Other researchers of politics and development studies, however, were dismayed, viewing this analysis as reductionist. Feminist researchers in particular can be uneasy about viewing wealth generated from resource production as tied directly to gender issues.

As such, research on gender that explores gender in the Middle East has largely ignored this idea. This has created a deep chasm between feminist and economic researchers, with both groups wary of engaging in a productive dialogue.

Looking from the outside in, feminist thinkers have had difficulty conceiving the possibility that there could be any causal relationship between oil wealth and the status of women, but everyone must concede the methods used by Ross’ research were impeccable.

Simply increasing the number of variables is certainly not the answer here, nor is using different methods. Ultimately broader dialogue between quantitative resource economists and feminist researchers is needed to bridge this gap.

This was why we decided to go deeper than tinkering with methods and variables, and address the deeper question of whether this relationship is causal. In this case, the resource in question was coal.

To come to a conclusion about whether resource reliance hurts women in a country, we began our investigation with quantitative data on a global, rather than a local scale.

The reliance of countries on coal could not be interpreted solely based on their production, because while some countries are heavily reliant economically on coal production without consuming much coal, others produce little, yet coal dominates their energy consumption.

The same is true of trade. Some countries rely on coal as their main export commodity, while others rely on imported coal to satisfy their domestic needs.

Still, while no single dimension is a perfect indicator of a country’s overall reliance on coal, a suitable combination needed to be found. That said, we recognised coal production does significantly outweigh other kinds of reliance in terms of its impact.

Taking these into consideration, first, we created a ‘Coal reliance index’ (CRI) that weighed production, consumption, and export-import reliance to produce a final value.

According to the CRI, Australia, South Africa, Kazakhstan, Indonesia, Colombia, Russia, China, Romania, and India rely on coal the most – in order from first to ninth. These values were then set against human development indices and gender equity data, bringing the process to the question at the heart of this: does coal reliance – and therefore, potentially, resource reliance in general – cause women harm in a predictable way?

The answer is no. What this result shows is that to understand any relationship between resources and gender equality, researchers must examine impact at the micro-scale of the community, rather than the entire nation-state.

This is invaluable for the debate over whether and how resource reliance affects gender equality outcomes. It shows that macro-level economic studies do not deliver the fine-grained analysis that gender equality research demands.

Analysis at the community scale poses challenges to any grand theory.

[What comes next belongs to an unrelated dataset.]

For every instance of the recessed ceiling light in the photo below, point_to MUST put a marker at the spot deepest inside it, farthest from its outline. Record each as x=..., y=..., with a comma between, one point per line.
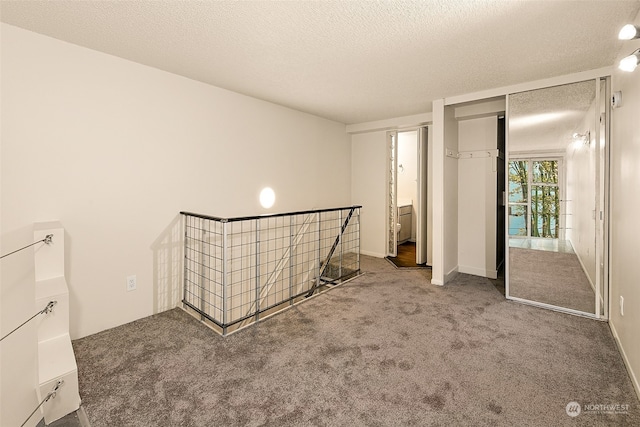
x=630, y=62
x=629, y=32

Often local contexts refuse to bow down to big number relationships, thanks to the innumerable socially, politically, and culturally specific factors.

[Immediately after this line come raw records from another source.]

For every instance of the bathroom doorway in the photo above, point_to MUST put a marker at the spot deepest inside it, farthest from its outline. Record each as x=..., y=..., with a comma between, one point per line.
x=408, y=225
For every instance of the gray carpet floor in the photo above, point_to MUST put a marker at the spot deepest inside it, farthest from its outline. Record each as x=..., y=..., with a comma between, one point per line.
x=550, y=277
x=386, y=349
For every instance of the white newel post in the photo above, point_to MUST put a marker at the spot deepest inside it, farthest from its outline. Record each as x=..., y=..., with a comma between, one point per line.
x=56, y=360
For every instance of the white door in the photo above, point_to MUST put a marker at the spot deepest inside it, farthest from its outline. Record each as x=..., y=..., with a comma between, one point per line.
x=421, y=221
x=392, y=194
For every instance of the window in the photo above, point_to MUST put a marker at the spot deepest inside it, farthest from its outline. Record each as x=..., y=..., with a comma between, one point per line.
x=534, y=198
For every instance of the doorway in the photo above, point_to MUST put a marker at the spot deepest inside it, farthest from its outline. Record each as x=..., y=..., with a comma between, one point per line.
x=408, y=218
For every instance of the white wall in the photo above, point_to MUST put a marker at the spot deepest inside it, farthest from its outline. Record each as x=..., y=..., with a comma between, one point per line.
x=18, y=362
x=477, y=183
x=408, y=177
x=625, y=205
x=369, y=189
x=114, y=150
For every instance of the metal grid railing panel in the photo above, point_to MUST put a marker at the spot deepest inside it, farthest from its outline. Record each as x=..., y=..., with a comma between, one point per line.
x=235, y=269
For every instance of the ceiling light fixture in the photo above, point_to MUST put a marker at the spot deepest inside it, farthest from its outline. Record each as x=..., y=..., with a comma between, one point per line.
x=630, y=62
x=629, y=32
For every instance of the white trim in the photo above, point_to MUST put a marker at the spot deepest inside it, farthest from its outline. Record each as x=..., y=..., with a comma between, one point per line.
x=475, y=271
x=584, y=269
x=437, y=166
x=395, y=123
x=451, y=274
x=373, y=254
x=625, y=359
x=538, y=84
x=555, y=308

At the local scale, gender roles and relations within the community and even households come into focus, and participatory and ethnographic fieldwork assumes more usefulness at identifying causes of harm and to ways to help women.

This exercise shows that if researchers of all kinds reject sweeping theories and narrow their scope, then they can better locate structural barriers to equality and use that information to create gender-sensitive energy transition policies.